Don’t get me wrong. I’m not trying to rubbish the idea. I’m just asking questions.

The core idea is sound. LLMs genuinely don’t get bored updating cross-references. Humans genuinely do. And for reusable information and context that doesn’t change much… compiling it once instead of re-reading everything from scratch each time makes sense.

For a solo researcher reading loads of papers over months and wanting an LLM to keep structured notes… yeah, I can see that working. I’ll give it that.

But then again… what’s wrong with good old simple .md files in folders?

The verdict

By the last drink I’d worn myself out. Here’s where I landed.

LLM Wiki is a nice pattern for one specific use case: a solo researcher with a curated collection of sources who wants compiled, cross-referenced notes. For that person, it works.

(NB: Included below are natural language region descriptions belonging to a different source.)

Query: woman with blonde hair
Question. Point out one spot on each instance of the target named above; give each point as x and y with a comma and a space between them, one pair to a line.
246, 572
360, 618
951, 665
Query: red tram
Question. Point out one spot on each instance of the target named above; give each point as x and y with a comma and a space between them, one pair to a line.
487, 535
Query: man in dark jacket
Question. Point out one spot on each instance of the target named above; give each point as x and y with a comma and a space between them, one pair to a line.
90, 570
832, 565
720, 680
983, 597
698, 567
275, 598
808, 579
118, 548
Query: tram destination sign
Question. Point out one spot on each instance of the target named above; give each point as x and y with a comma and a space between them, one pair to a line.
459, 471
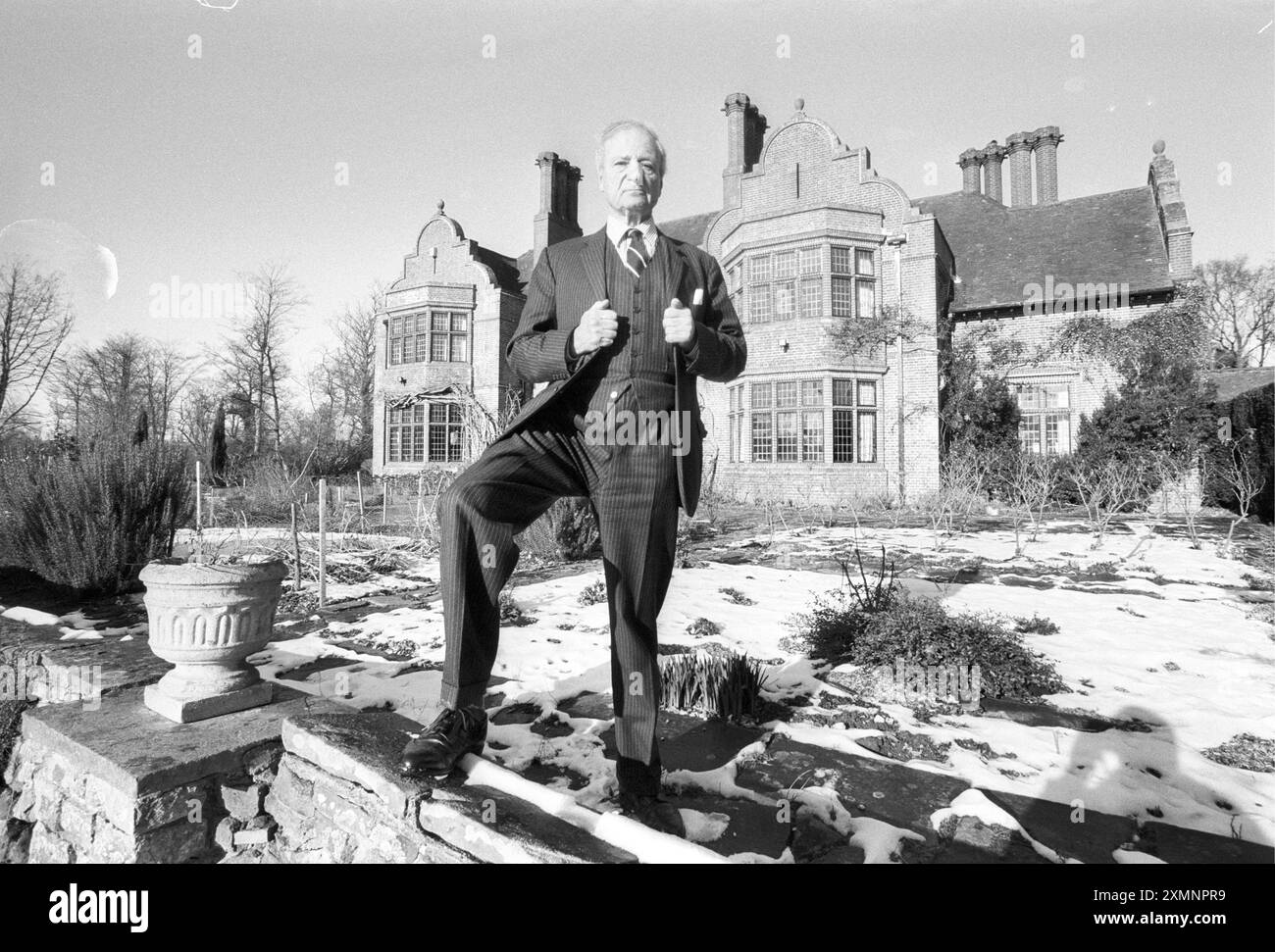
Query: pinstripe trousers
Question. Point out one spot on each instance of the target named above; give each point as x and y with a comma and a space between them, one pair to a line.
634, 493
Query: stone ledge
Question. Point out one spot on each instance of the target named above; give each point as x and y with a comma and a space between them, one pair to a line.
362, 749
118, 782
136, 751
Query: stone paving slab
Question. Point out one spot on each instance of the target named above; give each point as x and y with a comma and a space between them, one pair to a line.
364, 749
136, 751
891, 791
124, 664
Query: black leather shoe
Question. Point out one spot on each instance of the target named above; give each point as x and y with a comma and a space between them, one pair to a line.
653, 812
453, 734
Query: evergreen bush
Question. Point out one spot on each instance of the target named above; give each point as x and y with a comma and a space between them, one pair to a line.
92, 522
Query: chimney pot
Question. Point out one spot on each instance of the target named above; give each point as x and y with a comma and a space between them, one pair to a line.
1019, 149
744, 131
994, 154
968, 162
556, 221
1046, 151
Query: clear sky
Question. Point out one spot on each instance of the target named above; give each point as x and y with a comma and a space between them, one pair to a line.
199, 167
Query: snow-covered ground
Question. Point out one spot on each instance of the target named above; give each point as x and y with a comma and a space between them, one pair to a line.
1169, 642
1148, 628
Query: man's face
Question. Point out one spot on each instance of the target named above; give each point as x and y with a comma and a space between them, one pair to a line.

For everyone else? I wonder if it creates more problems than it solves. The generated layer adds maintenance, introduces hallucination compounding, creates a cache invalidation problem as it grows, and seems to work against the very principle (forgetting, pruning, staying current) that makes knowledge systems actually work.

Sometimes the boring tool that works is the right tool.

Bear sat through the whole rant without saying much. He’s probably still giggling inside knowing exactly who wrote the LLM Wiki gist while I was sat there tearing it apart without a clue. We’ll probably need another dinner to settle this one.